Enfin, il vous faudra vous occuper de la partie distribution. Celle-ci peut prendre plusieurs formes. Vous pouvez distribuer votre produit à la fin d'un concert. Prévoyez donc un stand ou une table avec quelqu'un pour gérer la vente des disques. Vous pourrez également en profiter pour utiliser une méthode assez répandue dans les pays anglo-saxons, la 'mailing-list'. Elle consiste à laisser un cahier à la fin de vos concerts dans lequel les spectateurs viendront laisser leurs coordonnées. Vous pourrez ainsi par la suite les contacter pour les tenir au courant de vos prochains concerts ou de la sortie d'un nouvel album.

Pourquoi ne pas utiliser le système de vente par correspondance ? Sinon, vous pouvez opter pour le dépôt vente, c'est à dire déposer vos disques chez un commerçant (disquaire, grande surface...) qui se chargera d'écouler la marchandise et vous reversera à date régulière une part de la vente (suivant des accords que vous aurez avec lui, sous forme d'un bon de dépôt).

Conclusion

L'autoproduction vous fait entrer de plain-pied dans tous les rouages d'un système qu'il faudra apprendre à maîtriser. Se lancer seul dans une telle aventure est difficile et toutes les aides sont forcément les bienvenues.

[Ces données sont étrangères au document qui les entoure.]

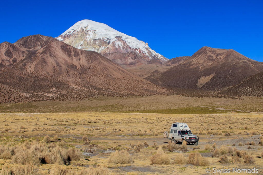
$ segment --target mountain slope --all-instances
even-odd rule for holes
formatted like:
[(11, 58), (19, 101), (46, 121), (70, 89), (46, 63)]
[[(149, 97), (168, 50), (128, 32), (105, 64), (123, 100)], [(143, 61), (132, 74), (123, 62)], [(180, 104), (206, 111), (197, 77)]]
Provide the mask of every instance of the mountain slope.
[(163, 63), (165, 65), (169, 66), (177, 66), (182, 64), (184, 62), (187, 60), (190, 57), (189, 56), (180, 56), (175, 57)]
[(13, 92), (20, 99), (33, 100), (166, 92), (98, 53), (76, 49), (51, 37), (29, 36), (14, 44), (1, 43), (0, 49), (0, 93), (3, 94)]
[(263, 72), (250, 76), (219, 93), (235, 96), (263, 97)]
[(204, 47), (181, 64), (145, 79), (163, 87), (214, 91), (263, 71), (263, 63), (232, 49)]
[(104, 24), (85, 19), (78, 22), (56, 38), (76, 48), (94, 51), (123, 66), (139, 65), (152, 59), (168, 59), (147, 43)]

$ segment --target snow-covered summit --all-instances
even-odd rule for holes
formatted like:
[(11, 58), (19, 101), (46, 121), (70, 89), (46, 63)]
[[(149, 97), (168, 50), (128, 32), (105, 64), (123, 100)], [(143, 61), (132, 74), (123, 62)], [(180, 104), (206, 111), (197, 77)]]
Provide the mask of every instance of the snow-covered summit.
[[(118, 31), (104, 24), (88, 19), (77, 23), (57, 39), (78, 49), (96, 51), (106, 57), (109, 54), (113, 53), (116, 54), (133, 52), (135, 54), (135, 57), (137, 56), (140, 57), (140, 61), (137, 63), (153, 59), (159, 60), (162, 62), (168, 60), (151, 49), (143, 41)], [(124, 55), (123, 58), (119, 54), (118, 56), (118, 61), (113, 57), (112, 54), (111, 57), (108, 58), (121, 64), (134, 62), (134, 59), (127, 59)], [(126, 63), (127, 61), (129, 62)]]

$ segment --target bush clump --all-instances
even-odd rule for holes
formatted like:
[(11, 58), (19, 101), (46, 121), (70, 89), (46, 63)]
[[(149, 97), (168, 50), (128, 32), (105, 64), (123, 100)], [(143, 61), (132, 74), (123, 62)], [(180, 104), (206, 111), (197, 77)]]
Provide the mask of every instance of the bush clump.
[(189, 155), (188, 163), (195, 166), (205, 166), (209, 165), (209, 161), (207, 158), (201, 155), (200, 152), (196, 151)]
[(151, 157), (150, 160), (151, 165), (155, 164), (168, 165), (170, 163), (170, 159), (160, 147), (158, 148), (156, 154)]
[(176, 157), (174, 161), (174, 163), (175, 164), (183, 165), (186, 164), (187, 162), (187, 160), (183, 154), (178, 154)]
[(122, 149), (118, 150), (112, 153), (109, 159), (110, 163), (114, 164), (126, 164), (133, 162), (133, 159), (126, 150)]

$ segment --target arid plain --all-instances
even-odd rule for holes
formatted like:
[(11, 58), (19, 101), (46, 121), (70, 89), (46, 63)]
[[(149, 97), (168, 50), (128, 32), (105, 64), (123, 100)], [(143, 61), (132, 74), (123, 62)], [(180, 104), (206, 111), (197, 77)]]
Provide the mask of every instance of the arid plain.
[[(34, 154), (35, 174), (206, 174), (214, 167), (255, 167), (263, 173), (263, 114), (236, 112), (2, 113), (1, 174), (26, 169), (20, 164)], [(188, 124), (199, 136), (198, 146), (173, 144), (163, 137), (175, 122)]]

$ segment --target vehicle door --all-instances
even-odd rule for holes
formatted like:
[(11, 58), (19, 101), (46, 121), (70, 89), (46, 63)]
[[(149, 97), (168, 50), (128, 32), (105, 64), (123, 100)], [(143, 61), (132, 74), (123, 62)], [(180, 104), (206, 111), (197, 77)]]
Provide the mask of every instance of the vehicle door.
[(169, 138), (171, 138), (171, 139), (172, 137), (174, 137), (174, 130), (172, 129), (171, 129), (170, 130), (170, 133), (169, 135)]
[(181, 131), (178, 130), (177, 131), (177, 134), (176, 134), (176, 139), (177, 141), (179, 141), (180, 142), (182, 140), (182, 138), (181, 137)]

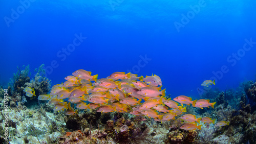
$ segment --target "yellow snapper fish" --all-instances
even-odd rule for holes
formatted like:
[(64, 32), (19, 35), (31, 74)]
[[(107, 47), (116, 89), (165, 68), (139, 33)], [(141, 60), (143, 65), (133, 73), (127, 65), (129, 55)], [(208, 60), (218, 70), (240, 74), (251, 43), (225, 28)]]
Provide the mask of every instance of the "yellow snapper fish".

Toutefois, pour certaines étapes vous pouvez toujours passer le relais à quelqu'un d'autre, par exemple pour la distribution, en mettant votre disque sous licence. Quelle qu'en soit l'issue, vous tirerez toujours un plus de cette aventure et comme dit l'accroche du film Midnight Express : 'L'important est de ne jamais désespérer'.